When using your BWA-MEM2 tool to align sequencing reads to a reference genome, I noticed apparent frameshift mutations in a few reads — not soft-clippings (see example below). These changes seem to result from the alignment process rather than genuine biological mutations.
Upon closer inspection, the affected reads appear to be slightly shifted by a few bases relative to the reference. Could you please advise how to correct or filter out such artifacts?
Best regards, Chen Huiping
University Hospital of Iceland
Then, to control for low quality alignments, you can Filter BAM reads out from the result. Removing reads that do not have the quality properties you are interested in retaining could involve only keeping primary alignments, or alignments from proper pairs, or alignments with a mapQ value of 20 or 30.
Then, depending on the protocol, you might want to Mark Duplicates or BamLeftAlign.

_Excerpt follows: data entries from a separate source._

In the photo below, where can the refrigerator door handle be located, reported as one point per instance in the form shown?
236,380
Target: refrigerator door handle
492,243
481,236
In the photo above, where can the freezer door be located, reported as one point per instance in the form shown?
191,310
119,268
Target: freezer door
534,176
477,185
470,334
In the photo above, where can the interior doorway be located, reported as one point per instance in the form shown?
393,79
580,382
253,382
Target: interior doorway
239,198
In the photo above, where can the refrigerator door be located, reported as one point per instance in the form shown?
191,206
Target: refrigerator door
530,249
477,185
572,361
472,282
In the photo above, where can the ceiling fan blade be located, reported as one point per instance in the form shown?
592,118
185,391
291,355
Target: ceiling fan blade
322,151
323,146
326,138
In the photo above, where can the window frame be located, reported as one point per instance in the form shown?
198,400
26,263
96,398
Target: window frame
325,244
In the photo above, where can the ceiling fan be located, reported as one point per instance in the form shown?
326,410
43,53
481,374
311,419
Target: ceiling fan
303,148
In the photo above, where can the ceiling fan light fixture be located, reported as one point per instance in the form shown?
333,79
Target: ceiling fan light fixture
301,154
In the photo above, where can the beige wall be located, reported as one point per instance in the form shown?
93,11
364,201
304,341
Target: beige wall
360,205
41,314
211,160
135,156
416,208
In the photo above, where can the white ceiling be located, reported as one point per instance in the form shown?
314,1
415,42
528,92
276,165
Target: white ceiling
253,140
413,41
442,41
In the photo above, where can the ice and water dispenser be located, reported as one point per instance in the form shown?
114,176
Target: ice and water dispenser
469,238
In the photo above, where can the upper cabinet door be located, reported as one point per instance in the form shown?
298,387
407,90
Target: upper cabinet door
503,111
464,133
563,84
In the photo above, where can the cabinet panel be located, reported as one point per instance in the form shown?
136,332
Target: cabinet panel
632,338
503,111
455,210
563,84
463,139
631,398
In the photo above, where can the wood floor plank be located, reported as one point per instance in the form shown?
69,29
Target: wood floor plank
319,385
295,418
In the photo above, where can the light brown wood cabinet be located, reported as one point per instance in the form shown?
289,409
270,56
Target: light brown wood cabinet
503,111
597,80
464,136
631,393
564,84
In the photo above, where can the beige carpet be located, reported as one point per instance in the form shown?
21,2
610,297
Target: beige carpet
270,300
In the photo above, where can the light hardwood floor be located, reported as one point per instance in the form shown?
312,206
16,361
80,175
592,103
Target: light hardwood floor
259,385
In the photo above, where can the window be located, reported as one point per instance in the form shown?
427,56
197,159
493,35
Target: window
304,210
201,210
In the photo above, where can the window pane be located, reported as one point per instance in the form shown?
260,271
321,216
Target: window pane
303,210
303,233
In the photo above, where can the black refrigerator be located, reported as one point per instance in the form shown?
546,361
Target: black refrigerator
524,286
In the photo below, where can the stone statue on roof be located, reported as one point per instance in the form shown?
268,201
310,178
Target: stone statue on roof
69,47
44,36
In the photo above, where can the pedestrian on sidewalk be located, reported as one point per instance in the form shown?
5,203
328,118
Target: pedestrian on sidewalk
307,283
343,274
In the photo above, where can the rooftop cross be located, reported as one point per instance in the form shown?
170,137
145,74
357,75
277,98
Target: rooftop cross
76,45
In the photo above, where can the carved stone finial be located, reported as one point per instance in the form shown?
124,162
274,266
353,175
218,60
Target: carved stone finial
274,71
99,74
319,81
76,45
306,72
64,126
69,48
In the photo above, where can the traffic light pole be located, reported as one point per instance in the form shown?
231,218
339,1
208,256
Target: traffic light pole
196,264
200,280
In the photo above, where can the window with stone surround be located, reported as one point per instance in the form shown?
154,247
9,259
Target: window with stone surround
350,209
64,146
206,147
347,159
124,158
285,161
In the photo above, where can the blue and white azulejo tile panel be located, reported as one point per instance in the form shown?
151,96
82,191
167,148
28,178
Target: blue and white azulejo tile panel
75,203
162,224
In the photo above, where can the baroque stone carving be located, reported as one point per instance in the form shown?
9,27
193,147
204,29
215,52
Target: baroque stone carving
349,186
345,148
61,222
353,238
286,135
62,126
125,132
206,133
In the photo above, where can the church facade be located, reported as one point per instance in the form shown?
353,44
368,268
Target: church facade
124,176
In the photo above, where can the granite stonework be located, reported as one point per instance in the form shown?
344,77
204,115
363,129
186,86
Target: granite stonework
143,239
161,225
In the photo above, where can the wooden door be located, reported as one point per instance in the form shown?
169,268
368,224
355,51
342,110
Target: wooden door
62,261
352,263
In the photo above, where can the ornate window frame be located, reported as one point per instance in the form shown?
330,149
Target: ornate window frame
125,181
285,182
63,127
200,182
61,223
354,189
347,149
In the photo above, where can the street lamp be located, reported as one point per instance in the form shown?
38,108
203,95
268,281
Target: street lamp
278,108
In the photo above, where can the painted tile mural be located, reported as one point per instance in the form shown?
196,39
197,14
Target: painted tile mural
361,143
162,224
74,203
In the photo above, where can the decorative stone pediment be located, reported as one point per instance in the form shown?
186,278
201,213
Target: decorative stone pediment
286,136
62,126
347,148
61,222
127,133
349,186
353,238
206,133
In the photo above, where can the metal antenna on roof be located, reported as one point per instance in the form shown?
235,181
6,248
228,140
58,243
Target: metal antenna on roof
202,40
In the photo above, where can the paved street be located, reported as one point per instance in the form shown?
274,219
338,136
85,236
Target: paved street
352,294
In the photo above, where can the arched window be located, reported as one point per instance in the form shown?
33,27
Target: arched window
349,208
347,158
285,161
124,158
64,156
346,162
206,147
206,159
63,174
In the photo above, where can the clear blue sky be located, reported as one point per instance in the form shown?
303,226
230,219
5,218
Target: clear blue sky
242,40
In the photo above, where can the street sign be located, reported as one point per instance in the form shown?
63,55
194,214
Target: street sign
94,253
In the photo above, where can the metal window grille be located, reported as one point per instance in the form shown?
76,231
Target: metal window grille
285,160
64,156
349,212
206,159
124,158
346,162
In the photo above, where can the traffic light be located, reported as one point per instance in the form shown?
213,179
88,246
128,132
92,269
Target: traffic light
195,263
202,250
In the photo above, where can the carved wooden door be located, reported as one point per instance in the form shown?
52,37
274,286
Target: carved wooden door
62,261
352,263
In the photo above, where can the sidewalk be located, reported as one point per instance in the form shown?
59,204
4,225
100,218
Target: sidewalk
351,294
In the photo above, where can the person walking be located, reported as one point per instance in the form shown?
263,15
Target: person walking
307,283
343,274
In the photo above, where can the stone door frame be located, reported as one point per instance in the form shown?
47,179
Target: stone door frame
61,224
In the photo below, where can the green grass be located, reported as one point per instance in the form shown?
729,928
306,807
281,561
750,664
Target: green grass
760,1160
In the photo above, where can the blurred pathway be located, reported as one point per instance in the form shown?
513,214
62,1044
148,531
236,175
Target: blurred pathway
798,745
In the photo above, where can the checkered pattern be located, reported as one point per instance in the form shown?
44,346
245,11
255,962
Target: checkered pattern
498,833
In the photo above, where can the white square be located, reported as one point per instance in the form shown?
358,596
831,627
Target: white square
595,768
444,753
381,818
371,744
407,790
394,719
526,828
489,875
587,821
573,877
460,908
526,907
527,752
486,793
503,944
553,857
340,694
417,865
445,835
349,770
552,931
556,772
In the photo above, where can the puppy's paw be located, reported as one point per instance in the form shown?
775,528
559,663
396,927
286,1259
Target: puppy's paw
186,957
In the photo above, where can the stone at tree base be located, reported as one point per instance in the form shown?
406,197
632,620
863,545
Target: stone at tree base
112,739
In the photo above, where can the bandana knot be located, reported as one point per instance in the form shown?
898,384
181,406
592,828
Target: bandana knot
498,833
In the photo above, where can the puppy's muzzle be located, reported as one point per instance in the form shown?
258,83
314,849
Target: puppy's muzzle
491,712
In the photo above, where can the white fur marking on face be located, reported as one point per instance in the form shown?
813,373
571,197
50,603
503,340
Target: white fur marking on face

You can also tune parameters with the alignment tool itself. Most of the command line options are on the tool forms of the mapping tools and some have preset groupings for specific read types.
From what you have now:
Yes, you have an insertion that has shifted one of the reads in your group but none of those sequences appear to be good representatives of the reference sequence. Are you sure that all of this data was generated using the same exact reference sequence assembly? There seems to be more going on here. I would start by confirming the upstream steps. Did the mapping job use the same reference fasta as you are using in the IGV browser?
For a discussion about how different assembly versions can lead to issues, see this guide. It is focused on human but all genomes work the same way. Meaning, slight differences between versions of assemblies can lead to coordinate mismatch issues. → Reference genomes at public Galaxy servers: GRCh38/hg38 example
The red alignments were not aligned by BWA-MEM2, given any other filtering criteria that you may have set. You can reset to the defaults if you need to start over.
But, if you think those regions should be aligned instead, you will have to go back to the mapping step and adjust the original data/parameters used to perform the mapping.
The display is clearly showing that these regions are not aligned bases, which means the BAM file is correctly annotated.
From there, I’m not sure how to help more with IGV. Maybe reset all the visualization details back to the default, load the data fresh, then start to build up the filtering again? I’m guessing that there is some other setting that is forcing those ends to be displayed. This seems to be the same advice the IGV team also gave.
I know this isn’t very helpful but the IGV team are the only people who can correct buggy display behavior. And if anyone else recognizes what is going wrong, please feel free to comment more!